During the quarter ended December 2021 we registered a growth in total income of about 16% at Rs6,357 million, EBITDA grew by 2.6% to Rs630 million and PAT grew by 2.5% to Rs313 million. The growth in revenue is mainly driven by timely execution of projects which gives us the confidence of achieving our yearly targets. Also, to add that in the current financial year the govt. has discontinued the export incentive scheme despite that the company is able to maintain its profitability.

The prices of oil & gas have reached multiyear high which will help drive the capex from the oil & gas majors and boost tendering and ordering activities benefiting players like us and drive growth. We continue to witness strong traction and demand from the water segment with the govt’s plans of Har Ghar Jal, Nal se Jal mission, national river linking projects, etc.

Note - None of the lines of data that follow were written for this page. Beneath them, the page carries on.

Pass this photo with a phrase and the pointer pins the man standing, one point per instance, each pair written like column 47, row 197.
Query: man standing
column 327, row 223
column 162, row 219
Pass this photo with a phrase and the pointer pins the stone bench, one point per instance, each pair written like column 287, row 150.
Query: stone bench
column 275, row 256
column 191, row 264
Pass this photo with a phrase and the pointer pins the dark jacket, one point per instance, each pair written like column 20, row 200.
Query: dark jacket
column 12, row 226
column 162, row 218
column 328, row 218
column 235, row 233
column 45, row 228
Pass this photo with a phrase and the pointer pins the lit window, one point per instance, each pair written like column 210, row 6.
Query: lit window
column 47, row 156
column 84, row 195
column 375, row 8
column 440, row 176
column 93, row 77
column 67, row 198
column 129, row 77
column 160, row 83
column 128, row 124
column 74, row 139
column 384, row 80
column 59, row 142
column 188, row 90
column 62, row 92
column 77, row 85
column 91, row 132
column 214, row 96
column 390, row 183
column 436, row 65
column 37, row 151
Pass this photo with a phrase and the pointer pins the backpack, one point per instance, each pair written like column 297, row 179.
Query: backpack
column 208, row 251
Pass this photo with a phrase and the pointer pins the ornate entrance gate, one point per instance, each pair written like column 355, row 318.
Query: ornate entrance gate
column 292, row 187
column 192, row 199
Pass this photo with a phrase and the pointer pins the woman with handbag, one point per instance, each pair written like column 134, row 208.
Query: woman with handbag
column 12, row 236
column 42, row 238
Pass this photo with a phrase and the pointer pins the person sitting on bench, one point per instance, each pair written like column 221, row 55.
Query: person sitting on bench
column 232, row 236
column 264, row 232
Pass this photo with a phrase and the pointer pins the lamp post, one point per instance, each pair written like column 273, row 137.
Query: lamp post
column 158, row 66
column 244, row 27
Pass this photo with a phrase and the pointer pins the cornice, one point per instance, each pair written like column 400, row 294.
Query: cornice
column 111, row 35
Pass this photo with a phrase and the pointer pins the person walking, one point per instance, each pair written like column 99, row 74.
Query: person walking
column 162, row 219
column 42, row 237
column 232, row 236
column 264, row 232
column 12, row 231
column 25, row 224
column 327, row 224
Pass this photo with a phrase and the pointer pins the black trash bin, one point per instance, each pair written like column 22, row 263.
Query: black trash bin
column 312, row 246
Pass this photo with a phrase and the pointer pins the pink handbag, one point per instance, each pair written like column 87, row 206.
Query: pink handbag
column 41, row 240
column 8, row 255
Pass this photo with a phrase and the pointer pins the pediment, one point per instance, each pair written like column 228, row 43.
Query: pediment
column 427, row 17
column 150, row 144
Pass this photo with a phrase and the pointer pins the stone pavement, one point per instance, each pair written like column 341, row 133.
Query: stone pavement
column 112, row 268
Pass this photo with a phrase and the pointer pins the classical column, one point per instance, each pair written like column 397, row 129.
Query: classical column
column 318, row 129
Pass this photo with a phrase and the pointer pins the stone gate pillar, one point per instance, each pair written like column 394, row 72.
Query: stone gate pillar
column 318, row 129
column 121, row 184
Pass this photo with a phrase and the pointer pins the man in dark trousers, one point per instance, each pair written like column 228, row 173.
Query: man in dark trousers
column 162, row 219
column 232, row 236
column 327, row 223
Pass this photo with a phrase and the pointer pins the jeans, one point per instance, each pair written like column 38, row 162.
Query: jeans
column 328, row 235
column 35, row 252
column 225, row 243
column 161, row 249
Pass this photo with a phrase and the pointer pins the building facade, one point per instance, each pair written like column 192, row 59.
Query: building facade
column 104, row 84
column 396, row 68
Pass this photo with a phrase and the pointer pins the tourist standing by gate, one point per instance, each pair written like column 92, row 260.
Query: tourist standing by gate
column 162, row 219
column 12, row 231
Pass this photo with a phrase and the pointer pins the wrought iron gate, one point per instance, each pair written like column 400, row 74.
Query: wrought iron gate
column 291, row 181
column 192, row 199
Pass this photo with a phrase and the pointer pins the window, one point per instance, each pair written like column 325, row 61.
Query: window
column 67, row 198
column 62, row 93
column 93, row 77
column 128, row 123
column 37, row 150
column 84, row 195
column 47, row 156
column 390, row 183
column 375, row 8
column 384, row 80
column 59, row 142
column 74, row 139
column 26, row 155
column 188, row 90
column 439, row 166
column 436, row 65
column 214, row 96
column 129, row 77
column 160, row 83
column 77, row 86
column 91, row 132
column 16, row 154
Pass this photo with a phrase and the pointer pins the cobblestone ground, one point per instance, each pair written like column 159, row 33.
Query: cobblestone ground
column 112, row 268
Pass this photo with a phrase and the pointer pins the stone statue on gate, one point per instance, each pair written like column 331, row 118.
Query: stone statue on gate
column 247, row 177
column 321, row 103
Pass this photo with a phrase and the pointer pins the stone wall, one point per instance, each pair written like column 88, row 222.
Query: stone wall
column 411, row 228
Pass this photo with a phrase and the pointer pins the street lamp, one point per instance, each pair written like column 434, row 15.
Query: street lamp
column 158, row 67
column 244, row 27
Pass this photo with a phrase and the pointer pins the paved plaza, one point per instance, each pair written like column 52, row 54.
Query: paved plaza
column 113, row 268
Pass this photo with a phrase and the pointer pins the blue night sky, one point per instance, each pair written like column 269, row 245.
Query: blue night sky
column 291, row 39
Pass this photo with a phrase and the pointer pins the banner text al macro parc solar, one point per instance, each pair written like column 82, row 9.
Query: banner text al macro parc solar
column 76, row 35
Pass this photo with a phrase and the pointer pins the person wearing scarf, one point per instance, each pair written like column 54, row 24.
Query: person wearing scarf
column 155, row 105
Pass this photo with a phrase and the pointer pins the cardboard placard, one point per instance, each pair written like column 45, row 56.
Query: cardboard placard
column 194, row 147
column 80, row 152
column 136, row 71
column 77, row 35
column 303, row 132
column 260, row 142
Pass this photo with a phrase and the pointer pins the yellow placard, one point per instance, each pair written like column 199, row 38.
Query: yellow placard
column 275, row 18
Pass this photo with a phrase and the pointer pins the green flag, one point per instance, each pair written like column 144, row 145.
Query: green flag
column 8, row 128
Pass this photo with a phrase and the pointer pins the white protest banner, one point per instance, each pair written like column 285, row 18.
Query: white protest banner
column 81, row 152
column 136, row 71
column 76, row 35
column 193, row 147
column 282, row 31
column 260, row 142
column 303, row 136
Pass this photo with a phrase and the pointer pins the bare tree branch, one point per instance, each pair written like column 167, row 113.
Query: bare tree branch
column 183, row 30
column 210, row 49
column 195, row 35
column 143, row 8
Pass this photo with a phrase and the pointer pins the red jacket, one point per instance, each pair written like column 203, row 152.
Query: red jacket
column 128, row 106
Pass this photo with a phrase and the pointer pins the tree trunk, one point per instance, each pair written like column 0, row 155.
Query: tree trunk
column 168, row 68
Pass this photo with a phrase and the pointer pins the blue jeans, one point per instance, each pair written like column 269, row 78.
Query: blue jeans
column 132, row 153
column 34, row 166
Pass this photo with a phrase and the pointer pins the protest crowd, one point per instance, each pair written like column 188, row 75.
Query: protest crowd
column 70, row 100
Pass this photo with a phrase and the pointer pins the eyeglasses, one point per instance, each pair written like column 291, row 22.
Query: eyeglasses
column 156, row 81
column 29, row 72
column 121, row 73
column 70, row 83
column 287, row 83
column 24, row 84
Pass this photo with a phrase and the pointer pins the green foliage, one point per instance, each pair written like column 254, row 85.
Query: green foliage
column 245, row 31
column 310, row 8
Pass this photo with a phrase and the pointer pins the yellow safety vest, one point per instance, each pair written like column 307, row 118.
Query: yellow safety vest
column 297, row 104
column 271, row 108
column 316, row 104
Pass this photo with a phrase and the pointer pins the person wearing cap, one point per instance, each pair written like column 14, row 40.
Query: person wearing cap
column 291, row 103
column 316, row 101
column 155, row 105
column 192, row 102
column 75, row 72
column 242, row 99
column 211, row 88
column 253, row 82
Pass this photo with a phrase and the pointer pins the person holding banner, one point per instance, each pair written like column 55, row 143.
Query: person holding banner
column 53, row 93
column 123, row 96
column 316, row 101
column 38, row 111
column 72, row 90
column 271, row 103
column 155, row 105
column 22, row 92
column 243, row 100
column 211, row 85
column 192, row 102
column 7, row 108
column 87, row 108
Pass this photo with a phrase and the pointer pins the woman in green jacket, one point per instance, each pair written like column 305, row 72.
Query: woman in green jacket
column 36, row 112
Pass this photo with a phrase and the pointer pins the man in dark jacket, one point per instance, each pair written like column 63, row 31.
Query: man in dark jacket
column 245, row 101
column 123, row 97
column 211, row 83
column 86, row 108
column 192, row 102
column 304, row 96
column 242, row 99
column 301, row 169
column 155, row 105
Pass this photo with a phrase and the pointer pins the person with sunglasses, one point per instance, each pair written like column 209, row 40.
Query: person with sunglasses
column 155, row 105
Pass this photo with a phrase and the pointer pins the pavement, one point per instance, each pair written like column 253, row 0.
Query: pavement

I am happy to share that the work on the induction bending process is likely to be completed and be operational during Q1FY23. Our plan of ERW steel pipes is in full swing and is likely to complete the project work by Q2FY23.

We continue to keep our employees’ health and safety as our priority which are the real strength of our company. Overall, we remain committed to deliver profitable growth and continue to be one of the major players in the industry. I would like to thank the entire team of our company for their constant hard work.”